There is the subject of his confrontational style of play, especially considering the image problem the US created with its boorish behavior in Toronto at the 1994 World Championships. Charles makes it clear he has no intention of taking the Dale Carnegie route in the Olympics. He refuses to apologize for elbowing slender Angolan Herlander Coimbra in the '92 Olympic opener (he laughingly suggested that his African foe might have been carrying a spear, and just imagine the furor if a white guy said that), and he didn't exactly back away from trouble when Australia guard Shane Heal got a bit mouthy in their exhibition game a week ago Friday in Salt Lake City. He also managed to get a technical foul in the waning minutes of the first half against Argentina Saturday evening. It's quite clear that if there is going to be an international incident involving the American basketball team, the central figure will be Charles Barkley.

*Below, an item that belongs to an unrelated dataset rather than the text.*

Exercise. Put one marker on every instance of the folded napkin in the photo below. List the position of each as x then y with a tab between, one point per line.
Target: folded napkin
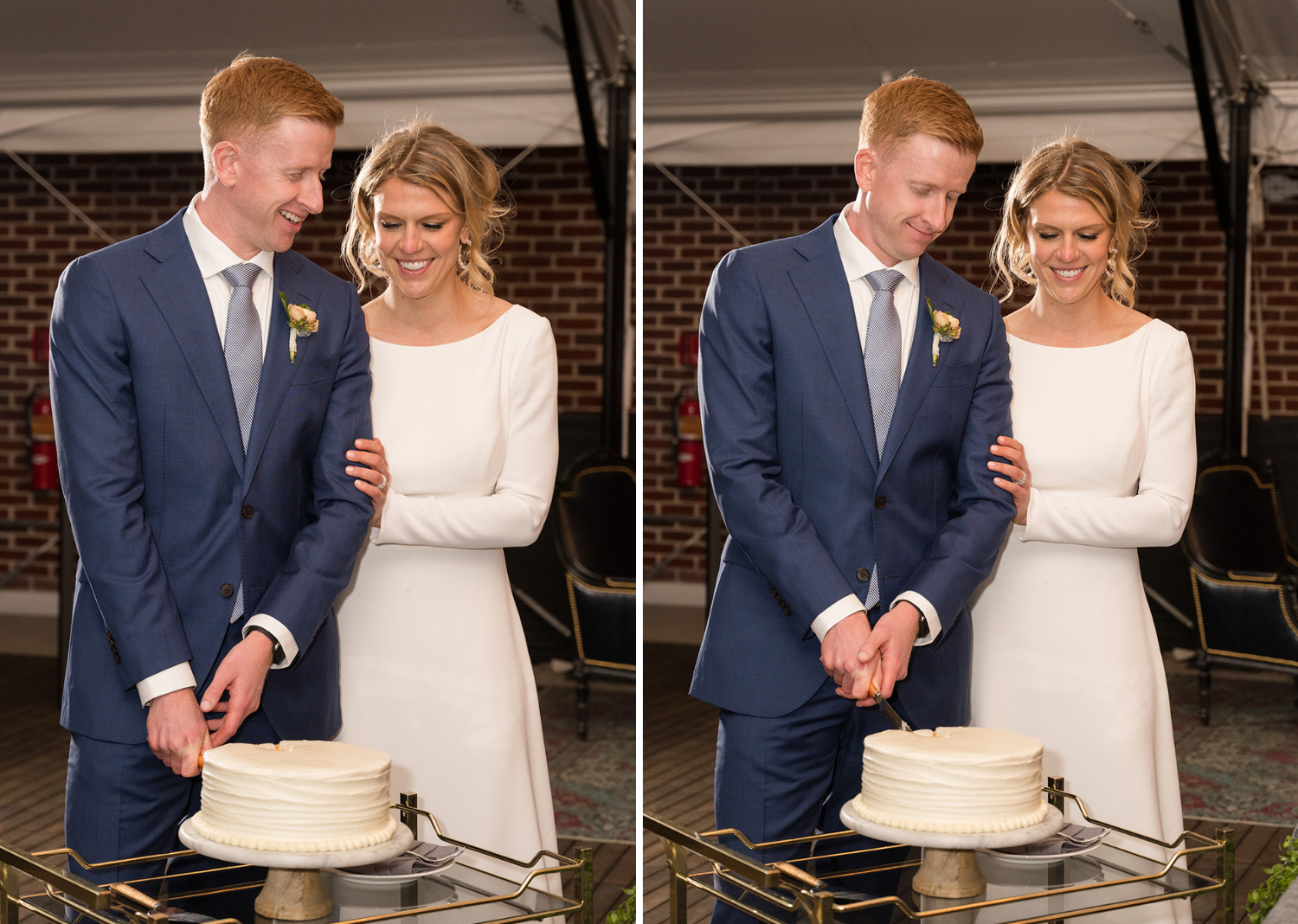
1069	840
421	858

``I'm very consistent,'' he says when asked if he plans to avoid confrontations similar to the one with Heal. ``I try to hit everybody. In Heal's case, he was a talkative little fellow. He called me a couple of names NOT_FOUNDafter Barkley fouled him on a 3-point attempt without drawing a whistle, an officiating transgression that Barkley cheerfully admitsNOT_FOUND, and I told him I wouldn't take that from an American, and I definitely wasn't gonna take that off a foreigner. So we owe him one.''

Speaking of ``owing'' people something, do not look for any get-even tactics to be implemented by the aforementioned Coimbra, who would like to lead a placid existence on the court when the US bullies play Angola this evening. Coimbra knows he is a footnote in US Olympic basketball history, and footnote status is just fine with him.

``It is not a good way to be famous,'' he says. ``I hope he does not do this again. It is not good for sport.''

As for the word revenge, you kiddin', or what?

``No,'' he says. ``That's impossible. That is not a good way to play. And I don't have the muscles to do that.''

Barkley, of course, has the muscles to do just about anything he wishes in these games. International foes simply don't appear to know what to make of him. There are no ``Barkley types'' on the international scene, no 6-foot-5-inch, 250-pound board-banging marauders who have linebacker mentalities, who can take a defensive rebound and weave through coast-to-coast traffic and who can nail threes. Small wonder that he was the single most effective Dream Team player in '92, or that whenever Wilkens wants a basket he knows the best way to get one is to throw the ball to Charles on the block.

Like many great people, Barkley has the infinite capacity to believe what he wants to believe. He has always maintained, for example, that he was provoked in Barcelona by the 6-6, 170-pound Coimbra.

``Do not believe it,'' says Coimbra. ``If you watch the tape, you will see I did nothing. You can watch it.''

There is also the soft side of Barkley. There is the Charles Barkley who posed for a picture with Coimbra after that game in Barcelona. There is the Charles Barkley who says of the Opening Ceremonies, ``If you don't get emotional or excited about that, there is something wrong with you.'' There is the Charles Barkley who was in attendance at the US women's game with Cuba yesterday afternoon because ``they deserve our support and we really, really, really want them to win the gold.''

But at the core there is the Charles Barkley who, as Wilkens says, doesn't ``sugarcoat anything,'' the one who doesn't seem to care how it hits his new teammates when he fulminates daily about the folly of calling this group a ``Dream Team'' (``Please change the name to Team USA'').

Charles sometimes says profound things, sometimes stupid things. But Charles always says the things he really wants to say. The way he looks at it, if you can't handle that, the problem is yours, not his.